Oh, ça y est ! Le site a l'air de charger.

"... Nova - Admis mention bien - 14,52/20"

J'avais mis mon téléphone en silencieux, mais je viens de voir que j'ai 12 notifications, toutes provenant du groupe "Sorbonne weirdos". Super, on a tous réussi nos partiels ! Nous voilà BAC+3. Je suis vraiment soulagée. Ah et en fait non, le stress me rattrape. Qu'est-ce que je vais mettre ce soir ? On peut porter un jogging dans un bar dansant ?

Après une heure à retourner ma penderie, une crise d'angoisse et dix minutes à errer sur Instagram, je crois que j'ai trouvé un truc potable : mon jean droit gris, un petit t-shirt noir près du corps et mes Doc Martens. Classique, efficace et confortable.

Le bar dans lequel nous avions rendez-vous se situait dans le 5ème arrondissement, pas très loin de l'université et à quelques rues du Café Coeur. Je ne travaillais pas ce jour-là, mais je suis passée faire un coucou à Madame Yuna pour lui annoncer l'obtention de ma licence. Elle était limite plus contente que moi.

J'ai ensuite rejoint Sam et Eli. Ca me fait un peu de peine de nous retrouver ce soir car on sait très bien au fond de nous que nos 3 années ensemble touchent à leur fin. Sam part aider ses parents dans le Sud de la France au Pays Basque, ils ont une petite ferme pédagogique et souhaiteraient développer un petit peu plus tout ça. Eli enchaîne sur un master "Psychologie de l'Enfant et de l'Adolescent" toujours à la Sorbonne. La vie universitaire parisienne lui va si bien. Et pour ma part, je pars en Ecosse pour une durée indéterminée.

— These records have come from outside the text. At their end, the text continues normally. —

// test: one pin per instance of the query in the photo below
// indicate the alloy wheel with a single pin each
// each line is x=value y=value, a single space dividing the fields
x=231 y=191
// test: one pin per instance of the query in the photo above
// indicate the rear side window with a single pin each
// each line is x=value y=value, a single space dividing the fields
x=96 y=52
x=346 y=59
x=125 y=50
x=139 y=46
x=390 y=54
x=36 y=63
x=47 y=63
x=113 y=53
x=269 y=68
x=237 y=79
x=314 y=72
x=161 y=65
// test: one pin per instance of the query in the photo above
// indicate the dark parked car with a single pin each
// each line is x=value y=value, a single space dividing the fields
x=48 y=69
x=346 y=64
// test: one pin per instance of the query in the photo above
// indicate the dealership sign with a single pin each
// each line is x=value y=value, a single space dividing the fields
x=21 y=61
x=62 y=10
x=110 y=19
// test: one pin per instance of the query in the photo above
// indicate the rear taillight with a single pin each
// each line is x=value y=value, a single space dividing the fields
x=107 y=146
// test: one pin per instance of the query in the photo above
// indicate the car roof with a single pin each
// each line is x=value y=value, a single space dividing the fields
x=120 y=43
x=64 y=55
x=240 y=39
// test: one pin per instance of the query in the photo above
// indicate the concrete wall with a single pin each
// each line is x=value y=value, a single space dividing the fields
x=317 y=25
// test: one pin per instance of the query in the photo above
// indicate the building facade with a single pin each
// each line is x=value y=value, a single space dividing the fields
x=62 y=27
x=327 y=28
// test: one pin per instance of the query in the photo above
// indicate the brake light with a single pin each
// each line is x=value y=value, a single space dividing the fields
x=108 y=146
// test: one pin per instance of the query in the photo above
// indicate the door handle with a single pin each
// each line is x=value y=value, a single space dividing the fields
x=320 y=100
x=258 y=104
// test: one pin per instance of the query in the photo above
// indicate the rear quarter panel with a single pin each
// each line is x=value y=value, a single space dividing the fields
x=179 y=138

Enfin, à tout moment, je reviens au bout de 4 jours...

Les pintes de bière et de monaco s'enchaînent. On rit tellement. Eli imite Madame Plurot, notre enseignante de Sociologie de l'Éducation, et son langage super guindé. Sam nous refait le sketch de la petite pièce de théâtre pour enfants qu'on avait montée à l'occasion de notre stage en école élémentaire. Cette pièce a été un désastre, aucun élève n'était réceptif et personne ne riait. Enfin si, nous, on était pliés en deux.

Ce moment me rend très nostalgique mais qu'est-ce qu'il fait du bien. Lâcher la pression de ces trois années avec mes deux acolytes.

Le soleil commençait à se coucher petit à petit. Il était presque 22h. Le solstice d'été était dans trois jours.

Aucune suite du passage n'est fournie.